Выйдя на свой заросший бурьяном огород, больше напоминавший поле битвы между лебедой и крапивой, где последняя явно одерживала верх, Богдан узрел то, что искал. Прислоненная к покосившемуся забору, одиноко ржавела старая, видавшая виды коса-литовка, с лезвием, изогнутым не то от долгой работы, не то от тяжелой судьбы. Или, возможно, это была дедовская шашка, но так изъеденная временем и непогодой, что ее истинное происхождение скрывалось под толстым слоем ржавчины, словно под покрывалом древней тайны. Для Богдана, впрочем, это не имело значения – в любом обломке железа он был готов узреть предзнаменование.

«Вот он! Клинок сокрытый, силы невиданной!» – восторженно выдохнул он, выдергивая находку из цепких объятий сорняков. Пыль веков (а точнее, прошлогодний навоз) посыпалась с «клинка», отчего Богдан героически чихнул. Он поднял косу (или шашку, это уж как кому нравится) к свету, пытаясь разглядеть на ней «руны победы» или хотя бы клеймо «Тула». Ничего, кроме все той же всеобъемлющей ржавчины, он не обнаружил.

«Потребуется перековка духовная, да закалка ратная!» – решил Богдан и, отыскав ближайший плоский камень, принялся за «заточку». Скрежет стоял такой, будто кто-то пытался распилить мироздание тупой пилой. Богдан тер с усердием, достойным лучшего применения, отчего лезвие, и без того не блиставшее остротой, покрылось еще большими зазубринами и щербинками, а в некоторых местах истончилось до опасной хрупкости. Но нашего героя это нимало не смутило.

«Теперь ты, – обратился он к своему творению, любовно поглаживая щербатое лезвие, – нарекаешься Громобоем! Аль Карателем Нечисти! Дабы всякая тварь дрожала, лишь заслышав свист твой богатырский!» Свиста, впрочем, от этого орудия труда (или войны, по богдановой версии) добиться было бы затруднительно, разве что глухого стука при падении.

Настал черед испытаний. Увидев особенно наглый куст крапивы, что уже почти перелез через забор к соседям, Богдан решил опробовать свой Громобой-Каратель в деле. Он принял воинственную стойку (подсмотренную на лубке «Бой Добрыни с семиглавым попугаем»), замахнулся… и с глухим «хрясь» (это, кажется, треснуло древко) обрушил «меч» на зеленую супостатку. Крапива, презрительно качнувшись, лишь слегка примялась, словно от дуновения ветерка, и осталась стоять, как ни в чем не бывало, всем своим видом демонстрируя полное пренебрежение к героическим усилиям Богдана.

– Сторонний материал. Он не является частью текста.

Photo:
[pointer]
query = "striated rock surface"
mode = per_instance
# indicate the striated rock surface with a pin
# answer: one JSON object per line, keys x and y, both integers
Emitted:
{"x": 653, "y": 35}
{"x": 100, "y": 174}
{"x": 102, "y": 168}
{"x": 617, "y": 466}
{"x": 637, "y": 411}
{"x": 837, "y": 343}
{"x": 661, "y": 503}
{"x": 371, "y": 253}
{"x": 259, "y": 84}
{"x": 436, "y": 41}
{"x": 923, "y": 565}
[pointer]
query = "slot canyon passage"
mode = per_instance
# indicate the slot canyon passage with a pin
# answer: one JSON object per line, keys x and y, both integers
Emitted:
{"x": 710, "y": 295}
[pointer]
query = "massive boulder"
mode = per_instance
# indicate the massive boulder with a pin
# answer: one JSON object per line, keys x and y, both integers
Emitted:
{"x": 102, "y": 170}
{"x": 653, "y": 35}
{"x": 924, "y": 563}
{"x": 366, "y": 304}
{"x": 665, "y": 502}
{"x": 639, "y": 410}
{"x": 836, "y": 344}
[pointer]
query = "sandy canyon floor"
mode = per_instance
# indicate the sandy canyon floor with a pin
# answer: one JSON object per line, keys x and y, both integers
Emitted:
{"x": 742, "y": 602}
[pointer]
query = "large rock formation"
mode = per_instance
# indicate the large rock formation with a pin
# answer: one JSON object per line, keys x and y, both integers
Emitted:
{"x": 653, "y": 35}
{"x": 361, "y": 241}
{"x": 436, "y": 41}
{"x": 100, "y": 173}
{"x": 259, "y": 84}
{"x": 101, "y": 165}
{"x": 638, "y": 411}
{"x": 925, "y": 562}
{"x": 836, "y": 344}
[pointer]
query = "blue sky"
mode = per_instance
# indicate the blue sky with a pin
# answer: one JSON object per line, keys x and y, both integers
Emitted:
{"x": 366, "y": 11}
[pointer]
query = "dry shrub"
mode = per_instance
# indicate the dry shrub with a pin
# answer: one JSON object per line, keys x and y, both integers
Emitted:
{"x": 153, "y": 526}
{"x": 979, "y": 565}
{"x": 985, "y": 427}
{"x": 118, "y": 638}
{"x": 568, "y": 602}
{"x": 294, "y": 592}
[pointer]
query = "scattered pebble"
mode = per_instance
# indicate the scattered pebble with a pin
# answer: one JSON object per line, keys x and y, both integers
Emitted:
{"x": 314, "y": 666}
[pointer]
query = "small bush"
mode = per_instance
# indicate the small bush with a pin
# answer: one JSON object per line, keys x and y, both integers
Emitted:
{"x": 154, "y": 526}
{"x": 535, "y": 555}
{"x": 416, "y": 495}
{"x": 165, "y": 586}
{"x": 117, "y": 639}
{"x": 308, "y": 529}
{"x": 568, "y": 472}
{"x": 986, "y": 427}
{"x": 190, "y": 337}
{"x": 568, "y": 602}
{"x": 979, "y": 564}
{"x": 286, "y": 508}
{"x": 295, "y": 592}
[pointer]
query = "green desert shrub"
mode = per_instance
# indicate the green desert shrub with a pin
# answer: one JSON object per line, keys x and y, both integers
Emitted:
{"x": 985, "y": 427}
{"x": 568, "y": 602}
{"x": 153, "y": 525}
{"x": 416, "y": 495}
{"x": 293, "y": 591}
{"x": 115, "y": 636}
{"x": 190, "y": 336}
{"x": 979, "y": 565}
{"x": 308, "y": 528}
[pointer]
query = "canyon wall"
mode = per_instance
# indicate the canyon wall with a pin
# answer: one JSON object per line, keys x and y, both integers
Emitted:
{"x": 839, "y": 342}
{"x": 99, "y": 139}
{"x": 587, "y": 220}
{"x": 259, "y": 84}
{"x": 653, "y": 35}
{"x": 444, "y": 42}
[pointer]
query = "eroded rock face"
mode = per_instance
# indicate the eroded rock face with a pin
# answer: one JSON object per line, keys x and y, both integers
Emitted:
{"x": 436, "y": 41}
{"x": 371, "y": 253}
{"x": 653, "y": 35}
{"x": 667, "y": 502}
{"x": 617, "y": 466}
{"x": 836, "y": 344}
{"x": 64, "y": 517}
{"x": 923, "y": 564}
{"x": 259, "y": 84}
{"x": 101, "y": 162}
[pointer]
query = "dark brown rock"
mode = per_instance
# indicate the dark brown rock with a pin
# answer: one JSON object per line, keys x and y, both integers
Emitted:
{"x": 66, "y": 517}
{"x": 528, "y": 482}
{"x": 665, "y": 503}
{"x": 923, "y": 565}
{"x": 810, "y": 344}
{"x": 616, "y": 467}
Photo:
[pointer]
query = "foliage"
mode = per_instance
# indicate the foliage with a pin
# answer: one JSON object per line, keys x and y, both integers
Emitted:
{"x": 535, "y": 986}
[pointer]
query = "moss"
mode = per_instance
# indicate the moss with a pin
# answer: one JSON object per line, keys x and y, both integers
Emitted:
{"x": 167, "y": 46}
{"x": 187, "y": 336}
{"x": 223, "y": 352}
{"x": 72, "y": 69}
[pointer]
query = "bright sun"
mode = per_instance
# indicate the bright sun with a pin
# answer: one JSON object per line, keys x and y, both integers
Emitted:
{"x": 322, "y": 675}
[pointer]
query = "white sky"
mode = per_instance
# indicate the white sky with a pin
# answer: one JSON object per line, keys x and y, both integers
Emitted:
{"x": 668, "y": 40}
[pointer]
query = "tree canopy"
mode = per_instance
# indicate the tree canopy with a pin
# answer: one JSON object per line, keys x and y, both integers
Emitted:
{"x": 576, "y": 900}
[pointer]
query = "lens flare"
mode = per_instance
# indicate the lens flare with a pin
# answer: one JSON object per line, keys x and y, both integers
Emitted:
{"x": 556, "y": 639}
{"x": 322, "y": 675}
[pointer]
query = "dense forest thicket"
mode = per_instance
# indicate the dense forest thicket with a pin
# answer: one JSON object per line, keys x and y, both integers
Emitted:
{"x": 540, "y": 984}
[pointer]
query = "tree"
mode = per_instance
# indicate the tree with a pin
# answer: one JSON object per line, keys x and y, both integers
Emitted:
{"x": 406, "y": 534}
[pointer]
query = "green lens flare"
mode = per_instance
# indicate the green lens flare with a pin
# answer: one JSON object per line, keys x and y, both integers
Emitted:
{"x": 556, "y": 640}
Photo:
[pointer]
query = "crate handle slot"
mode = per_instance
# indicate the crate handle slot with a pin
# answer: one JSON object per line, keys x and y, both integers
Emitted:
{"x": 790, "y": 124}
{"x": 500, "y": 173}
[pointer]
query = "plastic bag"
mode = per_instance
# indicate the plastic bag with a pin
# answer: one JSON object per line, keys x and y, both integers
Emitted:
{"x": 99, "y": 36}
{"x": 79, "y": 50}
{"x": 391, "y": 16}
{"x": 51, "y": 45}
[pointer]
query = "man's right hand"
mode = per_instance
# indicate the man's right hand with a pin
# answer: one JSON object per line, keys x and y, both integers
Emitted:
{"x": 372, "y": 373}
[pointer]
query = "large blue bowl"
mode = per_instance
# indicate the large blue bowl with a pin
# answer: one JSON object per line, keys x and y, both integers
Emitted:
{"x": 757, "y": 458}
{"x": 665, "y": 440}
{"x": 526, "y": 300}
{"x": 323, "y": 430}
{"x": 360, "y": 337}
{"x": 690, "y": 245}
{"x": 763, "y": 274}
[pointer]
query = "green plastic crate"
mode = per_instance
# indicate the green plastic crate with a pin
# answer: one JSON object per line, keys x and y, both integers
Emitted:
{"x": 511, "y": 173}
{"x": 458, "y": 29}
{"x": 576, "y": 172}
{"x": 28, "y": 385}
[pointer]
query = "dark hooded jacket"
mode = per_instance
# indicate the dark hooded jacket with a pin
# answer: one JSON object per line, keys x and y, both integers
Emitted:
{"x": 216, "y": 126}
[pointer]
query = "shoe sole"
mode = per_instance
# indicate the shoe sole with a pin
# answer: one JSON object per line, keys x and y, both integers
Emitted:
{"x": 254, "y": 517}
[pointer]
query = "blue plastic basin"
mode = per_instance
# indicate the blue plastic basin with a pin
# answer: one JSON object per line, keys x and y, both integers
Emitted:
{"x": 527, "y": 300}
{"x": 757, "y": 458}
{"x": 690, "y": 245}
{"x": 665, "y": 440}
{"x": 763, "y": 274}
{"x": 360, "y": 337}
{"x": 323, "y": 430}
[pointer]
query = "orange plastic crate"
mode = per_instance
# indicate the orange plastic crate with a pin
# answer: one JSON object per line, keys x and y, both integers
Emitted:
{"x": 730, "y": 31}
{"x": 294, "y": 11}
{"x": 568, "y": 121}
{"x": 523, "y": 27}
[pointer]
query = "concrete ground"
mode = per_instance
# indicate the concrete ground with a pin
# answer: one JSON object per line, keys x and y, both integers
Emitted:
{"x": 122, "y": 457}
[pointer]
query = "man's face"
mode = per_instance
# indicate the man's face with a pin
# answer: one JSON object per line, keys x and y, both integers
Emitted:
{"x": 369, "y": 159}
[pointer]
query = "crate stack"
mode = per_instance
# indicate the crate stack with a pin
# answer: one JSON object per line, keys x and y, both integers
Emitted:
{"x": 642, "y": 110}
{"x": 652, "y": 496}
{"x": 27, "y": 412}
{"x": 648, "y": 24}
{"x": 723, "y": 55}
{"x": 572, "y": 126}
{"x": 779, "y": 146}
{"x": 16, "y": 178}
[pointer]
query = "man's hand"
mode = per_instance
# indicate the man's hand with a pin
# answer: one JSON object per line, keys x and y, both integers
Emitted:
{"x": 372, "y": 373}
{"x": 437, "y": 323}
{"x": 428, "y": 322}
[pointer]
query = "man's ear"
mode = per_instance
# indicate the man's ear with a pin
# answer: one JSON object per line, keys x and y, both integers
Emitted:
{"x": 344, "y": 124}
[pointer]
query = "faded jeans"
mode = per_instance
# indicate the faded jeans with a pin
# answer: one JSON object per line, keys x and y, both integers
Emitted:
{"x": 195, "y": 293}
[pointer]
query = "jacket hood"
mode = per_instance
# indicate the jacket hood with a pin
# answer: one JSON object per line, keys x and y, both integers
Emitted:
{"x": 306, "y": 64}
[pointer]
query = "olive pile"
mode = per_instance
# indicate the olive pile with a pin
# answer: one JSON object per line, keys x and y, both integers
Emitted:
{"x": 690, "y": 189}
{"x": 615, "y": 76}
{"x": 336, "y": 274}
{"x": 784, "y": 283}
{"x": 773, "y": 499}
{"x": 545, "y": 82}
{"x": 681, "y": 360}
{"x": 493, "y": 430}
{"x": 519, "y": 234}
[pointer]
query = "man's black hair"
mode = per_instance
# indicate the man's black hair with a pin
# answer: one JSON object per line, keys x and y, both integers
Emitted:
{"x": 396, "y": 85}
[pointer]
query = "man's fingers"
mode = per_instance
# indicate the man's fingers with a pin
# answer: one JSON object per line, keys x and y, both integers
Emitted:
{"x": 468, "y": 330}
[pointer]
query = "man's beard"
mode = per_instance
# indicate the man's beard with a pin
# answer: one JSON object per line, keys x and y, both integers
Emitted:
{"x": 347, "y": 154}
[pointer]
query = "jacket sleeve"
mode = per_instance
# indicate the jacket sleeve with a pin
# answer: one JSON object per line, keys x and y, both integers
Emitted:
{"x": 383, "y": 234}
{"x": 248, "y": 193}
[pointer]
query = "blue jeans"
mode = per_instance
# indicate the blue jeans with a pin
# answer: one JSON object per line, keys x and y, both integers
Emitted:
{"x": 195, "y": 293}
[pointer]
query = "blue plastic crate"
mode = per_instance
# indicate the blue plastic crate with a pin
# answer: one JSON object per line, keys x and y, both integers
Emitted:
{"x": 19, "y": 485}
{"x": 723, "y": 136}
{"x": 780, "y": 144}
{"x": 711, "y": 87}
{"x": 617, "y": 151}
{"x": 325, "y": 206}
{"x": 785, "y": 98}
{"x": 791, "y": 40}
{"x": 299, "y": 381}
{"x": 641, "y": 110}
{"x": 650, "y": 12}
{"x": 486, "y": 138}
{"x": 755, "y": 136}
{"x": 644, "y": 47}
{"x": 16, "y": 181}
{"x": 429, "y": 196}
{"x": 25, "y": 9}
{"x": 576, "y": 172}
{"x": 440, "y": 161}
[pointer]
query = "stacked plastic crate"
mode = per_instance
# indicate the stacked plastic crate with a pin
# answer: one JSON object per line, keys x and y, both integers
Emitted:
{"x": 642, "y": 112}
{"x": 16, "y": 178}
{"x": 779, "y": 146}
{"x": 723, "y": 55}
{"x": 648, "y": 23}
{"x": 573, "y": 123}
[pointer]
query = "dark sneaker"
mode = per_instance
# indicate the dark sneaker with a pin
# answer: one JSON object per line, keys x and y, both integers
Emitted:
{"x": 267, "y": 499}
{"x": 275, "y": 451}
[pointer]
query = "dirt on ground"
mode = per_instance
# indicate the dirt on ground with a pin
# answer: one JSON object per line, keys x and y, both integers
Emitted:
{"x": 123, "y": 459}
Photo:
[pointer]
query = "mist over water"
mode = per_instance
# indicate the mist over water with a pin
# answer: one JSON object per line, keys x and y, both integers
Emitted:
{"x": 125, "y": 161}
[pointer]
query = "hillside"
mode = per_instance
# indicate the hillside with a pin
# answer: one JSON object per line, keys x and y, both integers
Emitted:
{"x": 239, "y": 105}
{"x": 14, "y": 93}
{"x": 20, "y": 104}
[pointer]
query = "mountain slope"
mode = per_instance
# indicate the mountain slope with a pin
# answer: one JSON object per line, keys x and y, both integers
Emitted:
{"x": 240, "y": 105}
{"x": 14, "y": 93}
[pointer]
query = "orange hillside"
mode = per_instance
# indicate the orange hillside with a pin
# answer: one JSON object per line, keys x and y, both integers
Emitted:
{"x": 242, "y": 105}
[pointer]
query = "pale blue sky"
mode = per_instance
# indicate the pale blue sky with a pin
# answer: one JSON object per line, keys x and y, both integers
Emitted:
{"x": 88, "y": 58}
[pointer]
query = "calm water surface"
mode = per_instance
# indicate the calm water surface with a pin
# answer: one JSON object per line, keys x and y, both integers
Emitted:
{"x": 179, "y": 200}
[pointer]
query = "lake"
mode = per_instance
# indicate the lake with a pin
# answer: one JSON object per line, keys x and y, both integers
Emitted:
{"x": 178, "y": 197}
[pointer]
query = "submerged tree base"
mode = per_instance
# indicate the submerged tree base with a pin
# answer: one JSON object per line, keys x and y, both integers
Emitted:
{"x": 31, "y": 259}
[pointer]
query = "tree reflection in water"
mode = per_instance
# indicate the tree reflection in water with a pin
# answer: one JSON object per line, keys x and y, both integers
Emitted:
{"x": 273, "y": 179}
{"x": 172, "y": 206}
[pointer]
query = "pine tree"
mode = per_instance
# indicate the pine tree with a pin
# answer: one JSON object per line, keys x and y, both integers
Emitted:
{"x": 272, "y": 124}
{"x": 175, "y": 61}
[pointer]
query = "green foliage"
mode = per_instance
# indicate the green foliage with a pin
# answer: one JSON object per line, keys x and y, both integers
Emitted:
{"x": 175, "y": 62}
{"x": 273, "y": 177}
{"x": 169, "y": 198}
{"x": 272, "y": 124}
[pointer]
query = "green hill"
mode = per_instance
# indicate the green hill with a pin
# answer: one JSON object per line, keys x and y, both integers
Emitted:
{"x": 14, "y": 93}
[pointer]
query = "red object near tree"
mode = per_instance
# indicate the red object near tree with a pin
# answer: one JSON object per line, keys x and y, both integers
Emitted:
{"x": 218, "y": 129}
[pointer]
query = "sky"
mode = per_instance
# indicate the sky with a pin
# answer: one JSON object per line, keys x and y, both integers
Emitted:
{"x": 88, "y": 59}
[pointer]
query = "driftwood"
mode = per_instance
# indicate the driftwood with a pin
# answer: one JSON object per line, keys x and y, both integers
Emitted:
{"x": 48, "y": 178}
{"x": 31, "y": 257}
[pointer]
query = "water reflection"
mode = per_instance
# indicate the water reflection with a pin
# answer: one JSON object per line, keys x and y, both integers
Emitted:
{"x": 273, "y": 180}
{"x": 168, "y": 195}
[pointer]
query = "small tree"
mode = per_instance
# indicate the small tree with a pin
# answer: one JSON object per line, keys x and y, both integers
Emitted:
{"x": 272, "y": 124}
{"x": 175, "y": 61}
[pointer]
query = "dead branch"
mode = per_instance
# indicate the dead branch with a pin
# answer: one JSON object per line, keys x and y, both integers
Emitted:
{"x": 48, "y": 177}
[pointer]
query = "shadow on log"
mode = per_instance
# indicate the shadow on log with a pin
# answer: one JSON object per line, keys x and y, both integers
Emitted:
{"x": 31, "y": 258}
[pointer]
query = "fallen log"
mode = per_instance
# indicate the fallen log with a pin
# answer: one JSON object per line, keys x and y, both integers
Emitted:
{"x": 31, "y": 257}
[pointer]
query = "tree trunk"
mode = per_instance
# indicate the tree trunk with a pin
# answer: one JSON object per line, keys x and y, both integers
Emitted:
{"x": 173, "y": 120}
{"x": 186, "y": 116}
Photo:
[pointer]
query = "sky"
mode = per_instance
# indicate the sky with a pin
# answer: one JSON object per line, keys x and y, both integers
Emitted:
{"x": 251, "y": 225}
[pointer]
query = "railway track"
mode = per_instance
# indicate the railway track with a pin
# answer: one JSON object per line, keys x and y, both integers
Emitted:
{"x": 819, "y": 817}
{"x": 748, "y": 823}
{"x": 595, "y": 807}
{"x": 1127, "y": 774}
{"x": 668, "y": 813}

На мгновение лицо героя омрачилось. Но лишь на мгновение. Он тут же нашел единственно верное, с его точки зрения, объяснение этому фиаско.

«Ага! Хитер ты, Каратель мой!» – с понимающей усмешкой сказал он, погрозив пальцем ржавой косе. «Вижу, вижу! Силы свои бережешь для врагов истинных, для супостатов окаянных, а не для травы сей ничтожной! Мудро, мудро! Негоже богатырскому мечу на сорняки размениваться! Пусть себе растет, нечисть зеленопузая, до поры до времени!»

И, удовлетворенный этим глубокомысленным выводом, Богдан прицепил «меч» к поясу (сделанному из старой вожжи), где тот немедленно запутался в полах его хламиды, грозя ежеминутно подсечь своего владельца. Но разве такие мелочи могли остановить истинного героя, идущего спасать Русь? Разумеется, нет. Ведь впереди его ждал еще поиск верного коня. А это, как подсказывал ему внутренний голос (или просто урчание в желудке), обещало быть предприятием не менее захватывающим.

Часть 3: Непокорная Бурушка-Косматка.

Доспехи сияли (в основном ржавчиной), меч-Громобой грозно (и весьма неудобно) болтался у пояса, но какой же богатырь без верного коня? Образ Ильи Муромца, пешком идущего на Соловья-Разбойника, никак не вязался с богдановым представлением о героическом эпосе. Его взгляд, полный ратных дум и слегка затуманенный длительным отсутствием горячей пищи, обшарил окрестности. Увы, в его собственном хозяйстве, как уже упоминалось, из четвероногих (или двуногих, способных нести седока) имелась лишь вышеупомянутая Пеструха, курица с явно негероической одышкой, да старая кошка Мурка, которая на предложение «послужить делу спасения Руси верхом» ответила бы, скорее всего, презрительным фырканьем и глубокой царапиной.